The biggest issue is the fact the QLDB driver retried the whole transaction as a result of another update to the same table taking place at the same time, even though it was for a different record. This is important to bear in mind when searching on an unindexed attribute. Other transactions can carry out select statements on the same table which will not cause a retry. However, if another transaction has created a new record or updated an existing record in the same table that this transaction has searched against, it will cause a retry to take place. Now lets see what happens if we add an index to the table.
Demo 3 - Create Customer Record with Index
The third demo, is the same as the second demo, apart from the fact an index is first created on the Customer
table on the email
attribute. This now results in the following output:
Attempt: 1
In checkEmailUnique function with email: matt@test.com
No records found for matt@test.com
About to pause for 10000 milliseconds
In the createRecord function with doc: [object Object]

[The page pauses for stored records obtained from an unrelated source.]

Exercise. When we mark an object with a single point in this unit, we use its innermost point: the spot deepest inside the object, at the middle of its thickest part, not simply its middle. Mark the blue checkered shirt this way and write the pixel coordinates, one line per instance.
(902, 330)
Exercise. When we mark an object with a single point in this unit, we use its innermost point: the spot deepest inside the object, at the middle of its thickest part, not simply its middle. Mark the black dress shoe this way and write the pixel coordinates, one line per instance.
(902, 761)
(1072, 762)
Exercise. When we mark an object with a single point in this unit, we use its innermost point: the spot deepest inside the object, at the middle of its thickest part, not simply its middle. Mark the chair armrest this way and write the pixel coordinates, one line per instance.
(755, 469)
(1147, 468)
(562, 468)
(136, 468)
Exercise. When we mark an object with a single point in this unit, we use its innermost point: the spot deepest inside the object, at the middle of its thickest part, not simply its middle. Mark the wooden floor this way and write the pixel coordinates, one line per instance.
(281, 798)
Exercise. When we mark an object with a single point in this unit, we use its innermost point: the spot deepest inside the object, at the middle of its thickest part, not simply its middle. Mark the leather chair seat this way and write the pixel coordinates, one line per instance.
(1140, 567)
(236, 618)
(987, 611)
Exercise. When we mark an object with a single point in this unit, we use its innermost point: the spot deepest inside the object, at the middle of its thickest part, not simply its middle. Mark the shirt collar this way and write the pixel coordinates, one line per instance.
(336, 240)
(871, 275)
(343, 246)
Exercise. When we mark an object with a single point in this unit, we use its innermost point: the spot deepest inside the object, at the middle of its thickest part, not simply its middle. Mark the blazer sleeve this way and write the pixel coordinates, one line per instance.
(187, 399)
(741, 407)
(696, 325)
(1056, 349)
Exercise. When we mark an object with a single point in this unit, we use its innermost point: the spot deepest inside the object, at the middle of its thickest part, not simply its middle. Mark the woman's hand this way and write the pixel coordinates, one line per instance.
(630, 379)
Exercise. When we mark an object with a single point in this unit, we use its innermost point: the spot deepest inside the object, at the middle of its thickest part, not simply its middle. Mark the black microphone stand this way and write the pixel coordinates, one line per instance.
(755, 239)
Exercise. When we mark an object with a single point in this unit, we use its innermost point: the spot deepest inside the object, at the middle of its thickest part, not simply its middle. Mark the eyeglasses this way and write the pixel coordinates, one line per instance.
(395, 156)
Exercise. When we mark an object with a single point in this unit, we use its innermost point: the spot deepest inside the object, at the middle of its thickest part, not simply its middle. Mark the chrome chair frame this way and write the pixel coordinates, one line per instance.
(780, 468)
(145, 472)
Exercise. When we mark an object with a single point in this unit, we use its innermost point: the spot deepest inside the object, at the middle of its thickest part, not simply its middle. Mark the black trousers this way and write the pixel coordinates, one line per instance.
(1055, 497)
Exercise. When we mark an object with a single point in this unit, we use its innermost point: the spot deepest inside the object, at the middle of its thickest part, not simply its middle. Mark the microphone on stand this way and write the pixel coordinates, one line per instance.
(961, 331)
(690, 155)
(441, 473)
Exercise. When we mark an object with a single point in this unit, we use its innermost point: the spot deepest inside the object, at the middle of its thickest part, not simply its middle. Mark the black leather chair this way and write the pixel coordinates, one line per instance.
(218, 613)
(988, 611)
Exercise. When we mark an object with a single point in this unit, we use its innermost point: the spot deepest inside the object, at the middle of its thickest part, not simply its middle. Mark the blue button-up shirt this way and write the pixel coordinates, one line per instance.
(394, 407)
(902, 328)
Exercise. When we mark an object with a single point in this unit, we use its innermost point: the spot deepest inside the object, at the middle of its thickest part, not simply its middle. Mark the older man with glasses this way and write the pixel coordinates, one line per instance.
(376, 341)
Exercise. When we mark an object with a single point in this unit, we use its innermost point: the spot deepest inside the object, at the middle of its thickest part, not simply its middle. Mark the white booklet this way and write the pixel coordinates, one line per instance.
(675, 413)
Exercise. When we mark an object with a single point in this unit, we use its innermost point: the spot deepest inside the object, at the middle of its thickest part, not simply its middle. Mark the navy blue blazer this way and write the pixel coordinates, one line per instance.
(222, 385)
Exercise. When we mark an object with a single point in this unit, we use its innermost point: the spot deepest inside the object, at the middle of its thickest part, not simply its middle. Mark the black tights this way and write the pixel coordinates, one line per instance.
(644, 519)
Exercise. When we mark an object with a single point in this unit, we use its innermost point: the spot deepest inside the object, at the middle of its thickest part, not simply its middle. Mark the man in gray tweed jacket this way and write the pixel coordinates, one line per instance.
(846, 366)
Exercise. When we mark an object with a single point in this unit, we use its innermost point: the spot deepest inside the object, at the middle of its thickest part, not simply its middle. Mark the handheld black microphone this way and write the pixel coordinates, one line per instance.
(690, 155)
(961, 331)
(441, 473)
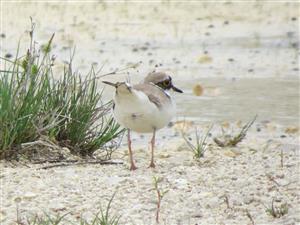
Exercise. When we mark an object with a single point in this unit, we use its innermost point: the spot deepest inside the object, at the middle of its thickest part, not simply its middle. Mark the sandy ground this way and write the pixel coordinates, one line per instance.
(249, 176)
(247, 62)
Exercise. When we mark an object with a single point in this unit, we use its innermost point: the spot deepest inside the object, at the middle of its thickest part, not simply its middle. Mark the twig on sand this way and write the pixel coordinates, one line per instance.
(78, 162)
(230, 140)
(250, 217)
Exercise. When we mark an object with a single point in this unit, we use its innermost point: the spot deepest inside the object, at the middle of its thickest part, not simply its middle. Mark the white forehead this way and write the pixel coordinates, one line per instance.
(156, 77)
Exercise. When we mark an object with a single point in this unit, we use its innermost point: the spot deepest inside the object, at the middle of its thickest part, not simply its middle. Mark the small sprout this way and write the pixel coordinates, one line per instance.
(160, 194)
(278, 211)
(47, 47)
(34, 69)
(232, 141)
(201, 146)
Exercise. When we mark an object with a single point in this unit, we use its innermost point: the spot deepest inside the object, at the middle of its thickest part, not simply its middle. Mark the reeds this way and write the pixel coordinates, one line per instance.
(33, 104)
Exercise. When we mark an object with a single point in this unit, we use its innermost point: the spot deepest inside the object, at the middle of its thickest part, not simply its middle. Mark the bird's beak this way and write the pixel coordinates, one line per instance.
(176, 89)
(110, 83)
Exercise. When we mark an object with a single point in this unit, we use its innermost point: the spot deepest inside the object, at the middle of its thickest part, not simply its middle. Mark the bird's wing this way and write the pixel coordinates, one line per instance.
(155, 94)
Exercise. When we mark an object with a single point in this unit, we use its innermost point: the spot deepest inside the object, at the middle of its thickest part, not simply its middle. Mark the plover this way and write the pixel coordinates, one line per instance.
(145, 107)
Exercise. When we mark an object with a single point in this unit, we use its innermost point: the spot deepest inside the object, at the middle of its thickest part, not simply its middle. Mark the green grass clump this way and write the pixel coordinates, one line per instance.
(68, 111)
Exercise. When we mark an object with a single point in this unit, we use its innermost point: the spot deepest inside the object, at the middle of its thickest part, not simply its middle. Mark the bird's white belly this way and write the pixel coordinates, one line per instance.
(141, 115)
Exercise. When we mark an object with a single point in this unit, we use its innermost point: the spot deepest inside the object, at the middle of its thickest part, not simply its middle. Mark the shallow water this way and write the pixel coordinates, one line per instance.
(246, 63)
(271, 99)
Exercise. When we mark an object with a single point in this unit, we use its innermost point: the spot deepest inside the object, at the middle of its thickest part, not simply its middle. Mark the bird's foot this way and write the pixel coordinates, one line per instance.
(152, 165)
(133, 167)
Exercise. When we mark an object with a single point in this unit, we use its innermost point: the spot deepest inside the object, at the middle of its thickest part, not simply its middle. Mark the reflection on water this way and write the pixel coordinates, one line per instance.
(240, 99)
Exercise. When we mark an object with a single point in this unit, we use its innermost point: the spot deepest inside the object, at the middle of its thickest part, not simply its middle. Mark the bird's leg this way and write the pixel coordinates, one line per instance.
(152, 150)
(132, 166)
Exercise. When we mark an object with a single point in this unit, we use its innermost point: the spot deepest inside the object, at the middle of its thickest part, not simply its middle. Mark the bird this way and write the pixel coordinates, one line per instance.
(144, 107)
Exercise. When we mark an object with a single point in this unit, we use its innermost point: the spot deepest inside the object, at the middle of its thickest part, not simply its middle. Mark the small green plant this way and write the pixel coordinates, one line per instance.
(200, 146)
(104, 217)
(277, 211)
(160, 194)
(229, 140)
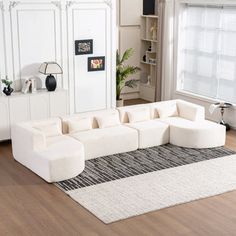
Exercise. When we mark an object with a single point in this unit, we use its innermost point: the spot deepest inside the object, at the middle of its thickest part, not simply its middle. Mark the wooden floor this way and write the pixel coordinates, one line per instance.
(30, 206)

In the addGuid function with docId: 5kelU9q5mdRGfn0mCVQc96 and email: matt@test.com
In the updateTelephone function with telephone: 01234567 and email: matt@test.com
This time, with an index on the Customer table, the QLDB driver does not attempt to retry the transaction. This reinforces the critical recommendation to always use select
queries that make use of indexes. Without this, it will result in a full table scan which will result in slow queries. Futhermore, as we saw in demo 2, it may result in a higher number of OCC Exceptions.
Demo 4 - Timeout
The fourth demo is similar to any of the first 3, but the delay is set to a minimum of 30 seconds. This will result in the following:
InvalidSessionException: Transaction I1pH6SCujBW0JYpPoLQT02 has expired
...
message: 'Transaction I1pH6SCujBW0JYpPoLQT02 has expired',
code: 'InvalidSessionException',
time: 2021-04-05T21:06:46.935Z,
requestId: '4SnOdtcgpur5MmhXFEV3iE, 4SnOdtcgpur5MmhXFEV3iE',
statusCode: 400,
retryable: false
}
A transaction can run for up to 30 seconds before being committed. After this timeout, any work done on the transaction is rejected, and QLDB discards the session. This limit protects the client from leaking sessions by starting transactions and not committing or cancelling them.
Conclusion
So there we have it. Hopefully you have learnt more about how QLDB handles concurrency control. The key takeaways are:
- You can configure custom retry and backoff behaviour for all transactions when instantiating the QLDB driver, which can be overridden for each individual transaction in the
executeLambda
function. Otherwise, the default settings are used - All database operations in the QLDB driver
executeLambda
function are committed or rolled back atomically - The QLDB driver will perform a validation check before committing the transaction. If not valid, the driver will retry all database operations in the transaction again up to the retry limit
- Always use an index when selecting a record from a table. Otherwise, not only will a full table scan take place adding latency, but it will result in more OCC Exceptions as all records in the table will be in the snapshot of data validated by the driver
- A transaction can be active for up to 30 seconds, after which time it will be rejected. Make sure to limit the number of long running database operations within a transaction to prevent this.